Hacker News new | ask | show | jobs
by _old_dude_ 886 days ago
You can not use the excuse of the backward compatibility twice.

If the string template is prefixed by a processor STR."foo" instead of "foo" then you do not need \{variable} instead of $variable.

2 comments

You don't want friction on the default path to be too low because that would inevitably increase the occurrence of default path where it must not be used, e.g. cause sql injections.

Much easier to accidentally write something that boils down to

   "\{bobby}" 
where it should have been

   SQL."\{bobby}"
than

   STR."\{bobby}"
instead of

   SQL."\{bobby}"
(i admit that this argument would work better if STR was typographically more different from the name you'd inevitably use for an SQL statement processor)
They want to ensure the new interpolation sequence is a compiler error in non-template strings, so that the incorrect “hi \{name}” is an error instead of silently doing the wrong thing.
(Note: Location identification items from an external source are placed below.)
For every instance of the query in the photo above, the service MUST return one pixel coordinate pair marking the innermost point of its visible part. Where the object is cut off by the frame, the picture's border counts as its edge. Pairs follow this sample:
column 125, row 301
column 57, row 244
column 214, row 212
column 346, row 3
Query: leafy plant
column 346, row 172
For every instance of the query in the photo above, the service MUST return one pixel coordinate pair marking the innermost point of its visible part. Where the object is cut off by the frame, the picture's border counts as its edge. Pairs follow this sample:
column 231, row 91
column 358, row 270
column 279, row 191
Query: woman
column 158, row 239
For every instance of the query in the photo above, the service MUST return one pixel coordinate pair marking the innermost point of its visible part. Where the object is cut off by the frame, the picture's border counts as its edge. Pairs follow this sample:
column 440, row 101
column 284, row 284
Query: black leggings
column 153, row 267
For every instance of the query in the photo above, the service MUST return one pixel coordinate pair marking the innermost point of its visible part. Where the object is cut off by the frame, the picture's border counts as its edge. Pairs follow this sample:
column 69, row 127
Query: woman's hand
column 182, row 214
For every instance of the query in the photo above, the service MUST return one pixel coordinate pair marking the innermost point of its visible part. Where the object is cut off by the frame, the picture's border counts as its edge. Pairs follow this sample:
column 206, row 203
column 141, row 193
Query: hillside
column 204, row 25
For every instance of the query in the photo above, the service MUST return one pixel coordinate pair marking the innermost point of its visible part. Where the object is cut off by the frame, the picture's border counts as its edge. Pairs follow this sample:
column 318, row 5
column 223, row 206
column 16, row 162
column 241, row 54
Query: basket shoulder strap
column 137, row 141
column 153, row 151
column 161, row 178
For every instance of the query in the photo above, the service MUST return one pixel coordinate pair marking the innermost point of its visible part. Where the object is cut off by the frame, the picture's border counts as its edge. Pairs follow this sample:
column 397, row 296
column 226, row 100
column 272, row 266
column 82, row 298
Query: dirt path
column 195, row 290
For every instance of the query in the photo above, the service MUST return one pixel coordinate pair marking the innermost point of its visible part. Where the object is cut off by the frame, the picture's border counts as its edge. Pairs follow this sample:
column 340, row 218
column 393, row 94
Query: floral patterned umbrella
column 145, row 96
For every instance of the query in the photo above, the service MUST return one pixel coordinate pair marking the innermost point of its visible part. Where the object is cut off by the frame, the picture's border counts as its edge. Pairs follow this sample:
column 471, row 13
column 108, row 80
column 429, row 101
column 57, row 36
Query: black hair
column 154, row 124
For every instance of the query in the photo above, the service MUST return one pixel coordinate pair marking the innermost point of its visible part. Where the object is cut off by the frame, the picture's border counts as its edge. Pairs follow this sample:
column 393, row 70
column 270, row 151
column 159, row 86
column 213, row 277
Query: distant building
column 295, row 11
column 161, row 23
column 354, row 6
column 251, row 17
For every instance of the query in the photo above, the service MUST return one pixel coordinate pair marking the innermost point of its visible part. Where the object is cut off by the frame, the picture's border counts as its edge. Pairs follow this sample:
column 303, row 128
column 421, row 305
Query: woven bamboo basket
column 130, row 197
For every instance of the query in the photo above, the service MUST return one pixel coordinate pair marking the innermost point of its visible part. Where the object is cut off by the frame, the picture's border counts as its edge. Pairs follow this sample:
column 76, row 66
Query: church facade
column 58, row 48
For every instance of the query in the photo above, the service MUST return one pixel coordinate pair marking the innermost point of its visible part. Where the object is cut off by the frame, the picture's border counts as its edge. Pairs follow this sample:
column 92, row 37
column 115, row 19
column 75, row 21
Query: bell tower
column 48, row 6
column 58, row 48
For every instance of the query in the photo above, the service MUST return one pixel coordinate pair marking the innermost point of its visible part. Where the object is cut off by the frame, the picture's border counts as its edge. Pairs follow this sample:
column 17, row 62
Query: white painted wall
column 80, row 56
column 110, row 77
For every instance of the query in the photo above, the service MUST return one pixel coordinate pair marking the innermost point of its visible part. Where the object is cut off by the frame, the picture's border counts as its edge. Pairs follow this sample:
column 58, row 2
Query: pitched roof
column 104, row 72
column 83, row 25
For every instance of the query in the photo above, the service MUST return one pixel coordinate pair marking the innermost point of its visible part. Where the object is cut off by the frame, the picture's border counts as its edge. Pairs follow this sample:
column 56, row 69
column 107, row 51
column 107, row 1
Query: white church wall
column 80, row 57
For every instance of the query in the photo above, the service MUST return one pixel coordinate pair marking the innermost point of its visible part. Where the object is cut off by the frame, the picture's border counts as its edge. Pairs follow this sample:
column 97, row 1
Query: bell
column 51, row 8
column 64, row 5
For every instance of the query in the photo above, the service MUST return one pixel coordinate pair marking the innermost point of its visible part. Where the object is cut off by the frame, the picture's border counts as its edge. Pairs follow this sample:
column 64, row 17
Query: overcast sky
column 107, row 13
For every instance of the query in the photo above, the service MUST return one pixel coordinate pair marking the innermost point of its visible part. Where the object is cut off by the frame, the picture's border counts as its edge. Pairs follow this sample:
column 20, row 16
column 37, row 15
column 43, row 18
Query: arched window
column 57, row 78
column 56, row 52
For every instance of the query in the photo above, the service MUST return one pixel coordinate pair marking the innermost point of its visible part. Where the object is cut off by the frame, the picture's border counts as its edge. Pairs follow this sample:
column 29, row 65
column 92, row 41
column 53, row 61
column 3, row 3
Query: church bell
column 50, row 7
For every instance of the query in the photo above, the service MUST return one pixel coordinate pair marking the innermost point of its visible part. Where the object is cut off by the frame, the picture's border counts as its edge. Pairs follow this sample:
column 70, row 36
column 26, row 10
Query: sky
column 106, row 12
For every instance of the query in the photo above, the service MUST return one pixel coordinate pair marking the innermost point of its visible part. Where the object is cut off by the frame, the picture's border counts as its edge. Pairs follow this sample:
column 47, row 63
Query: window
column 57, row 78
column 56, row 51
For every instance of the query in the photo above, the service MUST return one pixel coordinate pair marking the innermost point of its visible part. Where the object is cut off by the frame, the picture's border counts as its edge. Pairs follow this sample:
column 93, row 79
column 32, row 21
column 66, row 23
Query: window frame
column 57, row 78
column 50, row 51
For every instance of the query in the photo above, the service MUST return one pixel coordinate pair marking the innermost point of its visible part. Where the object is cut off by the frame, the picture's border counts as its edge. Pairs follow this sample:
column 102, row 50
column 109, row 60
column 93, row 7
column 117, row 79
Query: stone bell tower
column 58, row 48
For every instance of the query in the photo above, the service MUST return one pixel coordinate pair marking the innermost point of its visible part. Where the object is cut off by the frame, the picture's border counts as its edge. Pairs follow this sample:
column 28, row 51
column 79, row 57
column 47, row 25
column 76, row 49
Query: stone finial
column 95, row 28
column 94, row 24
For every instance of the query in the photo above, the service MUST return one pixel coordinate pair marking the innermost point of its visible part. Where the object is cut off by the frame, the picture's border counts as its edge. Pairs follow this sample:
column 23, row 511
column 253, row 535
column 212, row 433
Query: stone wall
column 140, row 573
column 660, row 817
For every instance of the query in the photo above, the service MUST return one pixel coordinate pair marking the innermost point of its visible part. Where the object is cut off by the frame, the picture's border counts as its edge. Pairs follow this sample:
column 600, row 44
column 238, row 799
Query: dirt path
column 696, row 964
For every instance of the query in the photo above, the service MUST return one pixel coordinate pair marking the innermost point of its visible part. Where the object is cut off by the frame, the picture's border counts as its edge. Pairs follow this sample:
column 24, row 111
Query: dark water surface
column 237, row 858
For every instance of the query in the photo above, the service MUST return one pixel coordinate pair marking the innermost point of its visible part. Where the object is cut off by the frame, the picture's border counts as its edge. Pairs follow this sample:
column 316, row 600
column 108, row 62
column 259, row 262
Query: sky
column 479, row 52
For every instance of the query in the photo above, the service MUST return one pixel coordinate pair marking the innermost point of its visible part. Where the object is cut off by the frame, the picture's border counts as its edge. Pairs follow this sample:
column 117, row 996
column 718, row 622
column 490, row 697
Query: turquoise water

Using \{ accomplished this because it’s an unknown escape sequence in older Java (so forbidden there), and in new Java will have the more specific error of “yo you forgot the template processor at the start of your template”.
Yes, you do not get a compile time error, but visually a big STR is front is enough "${variable}" vs STR."${variable}"

And editors will use different colors.

Using \ or $ is not about backward compatibility but about ergonomics.